Eventually, we did catch them all, installed them in their relocated home, and gave them some corn as a peace offering for the experience. When I last saw them they were busy looking for seeds and bugs in the grass, and I hope they have forgotten the trauma of the move. Next time I will move them while they are still contained in the chicken tractor after they have gone to bed or before I let them out in the morning.

Installing drip irrigation is fun and easy

My husband has been holding out on me. Through experience at jobs, and by reading the packages while working at a hardware store in high school and in college, he can complete many household improvement tasks, although he tries to keep his knowledge hidden from me as much as possible so his “honey-do” list does not lengthen. Although he’s watched me drag hoses to water my plants and saw my soaker hoses break from dry-rot, he never told me that while he worked on John’s Island, SC, at a palm tree farm for a month or so after college, he installed drip irrigation around 150 palm trees in the midst of a Lowcountry summer.

I have read about drip irrigation, and although it sounded like an efficient way to water plants, I thought the installation process was nearly as complicated as that of the one installed by professionals that waters my lawn. I decided to try it, though, because I hate dragging hoses. I began with a starter kit. My husband, while helping me, revealed his seemingly miraculous skill in drip irrigation installation and had to confess the origin of the skill. After he helped me install the first few emitters, I completed the rest of the system.

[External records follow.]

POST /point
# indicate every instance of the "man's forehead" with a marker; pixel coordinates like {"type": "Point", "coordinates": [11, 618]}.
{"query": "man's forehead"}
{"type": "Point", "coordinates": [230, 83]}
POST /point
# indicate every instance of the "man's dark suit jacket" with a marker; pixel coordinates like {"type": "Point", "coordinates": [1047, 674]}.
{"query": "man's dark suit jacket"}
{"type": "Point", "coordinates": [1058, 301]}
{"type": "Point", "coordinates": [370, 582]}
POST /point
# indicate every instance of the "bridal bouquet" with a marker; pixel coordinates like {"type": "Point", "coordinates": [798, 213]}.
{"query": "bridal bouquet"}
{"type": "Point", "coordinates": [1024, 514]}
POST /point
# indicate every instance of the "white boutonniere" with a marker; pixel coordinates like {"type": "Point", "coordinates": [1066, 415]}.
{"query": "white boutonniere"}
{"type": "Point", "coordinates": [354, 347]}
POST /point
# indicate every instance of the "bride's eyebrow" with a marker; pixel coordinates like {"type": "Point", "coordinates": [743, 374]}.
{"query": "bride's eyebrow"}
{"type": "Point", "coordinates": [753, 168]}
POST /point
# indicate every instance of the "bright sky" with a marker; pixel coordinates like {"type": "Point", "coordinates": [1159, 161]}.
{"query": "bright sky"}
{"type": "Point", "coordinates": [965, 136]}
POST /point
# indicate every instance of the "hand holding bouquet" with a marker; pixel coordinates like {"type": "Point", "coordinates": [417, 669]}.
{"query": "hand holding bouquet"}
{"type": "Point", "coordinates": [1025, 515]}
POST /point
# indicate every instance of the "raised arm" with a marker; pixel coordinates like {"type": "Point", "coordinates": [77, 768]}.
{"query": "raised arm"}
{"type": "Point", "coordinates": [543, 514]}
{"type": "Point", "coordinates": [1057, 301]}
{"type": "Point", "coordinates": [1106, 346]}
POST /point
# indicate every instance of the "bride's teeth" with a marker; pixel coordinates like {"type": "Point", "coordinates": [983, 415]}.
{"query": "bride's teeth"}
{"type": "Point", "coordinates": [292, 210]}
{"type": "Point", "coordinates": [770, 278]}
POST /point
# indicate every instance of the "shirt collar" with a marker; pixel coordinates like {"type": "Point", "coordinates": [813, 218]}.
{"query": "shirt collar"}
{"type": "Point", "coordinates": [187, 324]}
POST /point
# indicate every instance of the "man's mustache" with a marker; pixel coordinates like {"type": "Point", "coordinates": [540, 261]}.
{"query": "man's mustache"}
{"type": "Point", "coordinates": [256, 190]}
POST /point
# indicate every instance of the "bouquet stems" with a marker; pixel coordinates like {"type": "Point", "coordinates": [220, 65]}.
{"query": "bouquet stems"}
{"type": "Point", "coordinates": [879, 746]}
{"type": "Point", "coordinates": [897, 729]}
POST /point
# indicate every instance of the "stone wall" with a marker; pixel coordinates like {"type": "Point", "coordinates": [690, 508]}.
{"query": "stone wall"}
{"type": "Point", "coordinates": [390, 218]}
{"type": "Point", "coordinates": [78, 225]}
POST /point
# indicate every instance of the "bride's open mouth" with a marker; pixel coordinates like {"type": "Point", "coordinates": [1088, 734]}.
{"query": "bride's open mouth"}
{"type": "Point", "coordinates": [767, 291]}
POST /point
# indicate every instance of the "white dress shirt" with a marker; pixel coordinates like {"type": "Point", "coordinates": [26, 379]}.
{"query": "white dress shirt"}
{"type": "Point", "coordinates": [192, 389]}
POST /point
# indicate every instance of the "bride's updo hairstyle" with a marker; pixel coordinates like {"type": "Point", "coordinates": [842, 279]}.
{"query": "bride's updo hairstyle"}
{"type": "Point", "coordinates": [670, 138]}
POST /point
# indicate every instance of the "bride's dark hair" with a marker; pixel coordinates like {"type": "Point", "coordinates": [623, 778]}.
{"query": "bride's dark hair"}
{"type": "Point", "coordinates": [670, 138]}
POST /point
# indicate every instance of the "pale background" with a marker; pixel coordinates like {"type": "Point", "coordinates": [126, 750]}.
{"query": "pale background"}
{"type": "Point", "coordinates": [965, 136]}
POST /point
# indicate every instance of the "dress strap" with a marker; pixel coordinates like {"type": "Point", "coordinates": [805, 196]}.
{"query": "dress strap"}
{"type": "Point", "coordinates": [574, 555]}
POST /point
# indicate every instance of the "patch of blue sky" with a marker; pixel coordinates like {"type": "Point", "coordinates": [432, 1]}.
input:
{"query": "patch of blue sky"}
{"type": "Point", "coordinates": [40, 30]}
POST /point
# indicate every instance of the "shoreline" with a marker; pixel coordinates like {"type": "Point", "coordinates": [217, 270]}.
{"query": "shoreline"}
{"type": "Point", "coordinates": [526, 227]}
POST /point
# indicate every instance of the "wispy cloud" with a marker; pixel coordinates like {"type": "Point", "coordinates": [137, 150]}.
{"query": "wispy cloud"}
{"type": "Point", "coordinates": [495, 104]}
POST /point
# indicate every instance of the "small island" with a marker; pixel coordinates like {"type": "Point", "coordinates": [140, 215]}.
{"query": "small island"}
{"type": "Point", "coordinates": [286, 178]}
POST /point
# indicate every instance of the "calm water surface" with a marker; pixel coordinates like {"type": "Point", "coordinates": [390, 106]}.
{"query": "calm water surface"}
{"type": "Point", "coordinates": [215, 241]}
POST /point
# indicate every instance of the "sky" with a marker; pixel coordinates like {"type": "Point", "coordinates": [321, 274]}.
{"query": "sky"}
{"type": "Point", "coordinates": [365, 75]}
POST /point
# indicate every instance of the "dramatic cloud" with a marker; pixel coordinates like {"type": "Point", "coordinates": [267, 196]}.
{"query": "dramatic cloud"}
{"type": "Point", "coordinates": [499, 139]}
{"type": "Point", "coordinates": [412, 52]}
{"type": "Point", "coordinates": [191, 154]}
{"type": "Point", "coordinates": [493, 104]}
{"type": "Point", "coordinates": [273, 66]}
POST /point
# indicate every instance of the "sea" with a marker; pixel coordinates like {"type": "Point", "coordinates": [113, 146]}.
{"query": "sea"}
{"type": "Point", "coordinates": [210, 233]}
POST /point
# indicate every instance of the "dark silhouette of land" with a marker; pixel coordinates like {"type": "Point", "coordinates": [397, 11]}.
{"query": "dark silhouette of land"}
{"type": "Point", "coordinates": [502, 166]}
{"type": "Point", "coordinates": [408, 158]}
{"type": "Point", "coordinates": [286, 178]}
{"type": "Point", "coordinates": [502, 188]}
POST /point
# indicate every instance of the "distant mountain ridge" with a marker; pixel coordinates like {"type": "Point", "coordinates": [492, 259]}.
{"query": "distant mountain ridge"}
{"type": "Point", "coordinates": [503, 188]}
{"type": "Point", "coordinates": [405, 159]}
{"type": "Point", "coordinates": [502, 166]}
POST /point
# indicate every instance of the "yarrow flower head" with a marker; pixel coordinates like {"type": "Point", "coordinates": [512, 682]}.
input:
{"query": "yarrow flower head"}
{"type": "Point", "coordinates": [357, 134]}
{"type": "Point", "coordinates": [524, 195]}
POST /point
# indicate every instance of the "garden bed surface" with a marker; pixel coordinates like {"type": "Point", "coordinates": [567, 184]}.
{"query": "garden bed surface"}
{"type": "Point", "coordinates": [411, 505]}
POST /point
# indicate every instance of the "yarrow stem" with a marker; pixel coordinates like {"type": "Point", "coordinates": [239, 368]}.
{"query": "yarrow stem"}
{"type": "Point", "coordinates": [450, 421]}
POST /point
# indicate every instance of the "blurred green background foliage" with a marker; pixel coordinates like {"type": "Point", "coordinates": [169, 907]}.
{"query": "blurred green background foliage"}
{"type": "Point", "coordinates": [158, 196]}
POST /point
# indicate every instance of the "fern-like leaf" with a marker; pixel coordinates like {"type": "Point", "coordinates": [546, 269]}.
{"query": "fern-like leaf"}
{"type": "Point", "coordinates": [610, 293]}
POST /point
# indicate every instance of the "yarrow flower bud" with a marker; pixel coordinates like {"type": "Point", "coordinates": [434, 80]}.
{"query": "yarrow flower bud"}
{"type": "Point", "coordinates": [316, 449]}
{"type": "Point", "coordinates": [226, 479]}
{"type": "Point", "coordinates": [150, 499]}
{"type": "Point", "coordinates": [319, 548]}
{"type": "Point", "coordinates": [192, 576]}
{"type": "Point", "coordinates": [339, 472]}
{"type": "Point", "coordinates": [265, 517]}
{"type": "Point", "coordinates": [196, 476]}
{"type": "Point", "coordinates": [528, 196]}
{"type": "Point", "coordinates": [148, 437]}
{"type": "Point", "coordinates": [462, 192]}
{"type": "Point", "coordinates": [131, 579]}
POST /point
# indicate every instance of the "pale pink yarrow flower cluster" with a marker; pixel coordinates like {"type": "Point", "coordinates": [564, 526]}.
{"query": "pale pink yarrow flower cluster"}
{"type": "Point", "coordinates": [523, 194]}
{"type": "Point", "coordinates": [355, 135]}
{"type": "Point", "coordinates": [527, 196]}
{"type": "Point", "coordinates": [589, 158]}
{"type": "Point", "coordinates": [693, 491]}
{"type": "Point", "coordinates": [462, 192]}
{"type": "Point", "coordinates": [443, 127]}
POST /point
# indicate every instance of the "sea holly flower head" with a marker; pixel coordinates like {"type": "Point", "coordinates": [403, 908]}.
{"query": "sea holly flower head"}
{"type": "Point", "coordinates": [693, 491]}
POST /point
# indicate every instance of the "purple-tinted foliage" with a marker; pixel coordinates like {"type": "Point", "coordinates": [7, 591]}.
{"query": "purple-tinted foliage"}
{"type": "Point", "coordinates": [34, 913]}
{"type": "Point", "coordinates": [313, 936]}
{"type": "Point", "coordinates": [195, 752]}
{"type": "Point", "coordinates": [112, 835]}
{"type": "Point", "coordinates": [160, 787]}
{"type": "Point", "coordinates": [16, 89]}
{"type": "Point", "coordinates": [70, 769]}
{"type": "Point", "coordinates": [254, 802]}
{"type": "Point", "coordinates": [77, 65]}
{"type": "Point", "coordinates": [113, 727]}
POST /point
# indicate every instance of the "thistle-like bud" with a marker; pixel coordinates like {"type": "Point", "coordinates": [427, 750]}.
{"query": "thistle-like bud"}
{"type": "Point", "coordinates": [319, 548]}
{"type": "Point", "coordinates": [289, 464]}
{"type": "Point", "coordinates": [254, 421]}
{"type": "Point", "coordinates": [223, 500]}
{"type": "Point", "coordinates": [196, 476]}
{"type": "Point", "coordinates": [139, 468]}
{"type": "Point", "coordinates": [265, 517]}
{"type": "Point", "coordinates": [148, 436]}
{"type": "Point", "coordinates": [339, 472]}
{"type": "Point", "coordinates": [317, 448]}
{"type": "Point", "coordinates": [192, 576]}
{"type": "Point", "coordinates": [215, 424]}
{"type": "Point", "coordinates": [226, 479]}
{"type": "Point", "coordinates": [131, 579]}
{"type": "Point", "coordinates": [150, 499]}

I like drip irrigation because it provides slow drips of water to plants, at a rate of ½ gallon to 3 gallons per hour, and the water does not run off or evaporate like water from sprinklers. It’s inexpensive, although it does cost more than buying a soaker hose to move around; to water a small garden you could probably get all the supplies you need for under $50, and you can reuse them next year. Calculate in the cost of all the water you won’t waste with other systems, the weeds you won’t encourage by watering them while you water your plants, and avoiding the aggravation of dragging hoses all summer, and it’s a bargain.

Attach the main hose to a pressure regulator, which is attached to a garden hose or the house faucet. Off this main hose, install branches with emitters that drip onto each plant. For a row of beans, for example, use a hose with perforations to drip water onto the plants. For shrubs, put individual emitters in the hose for each plant. Attach the hose to the ground with landscape stakes and cover everything with mulch. Drain the system before winter comes, and leave it in place year-round.

I recommend buying a starter kit, which provides diagrams and instructions. Also, look at www.irrigationtutorials.com and www.dripirrigation.com. The public library and bookstores also have books. Once I understood the basic idea behind the system and could identify the parts, I installed our system easily, and it’s fun, kind of like playing with Tinkertoys.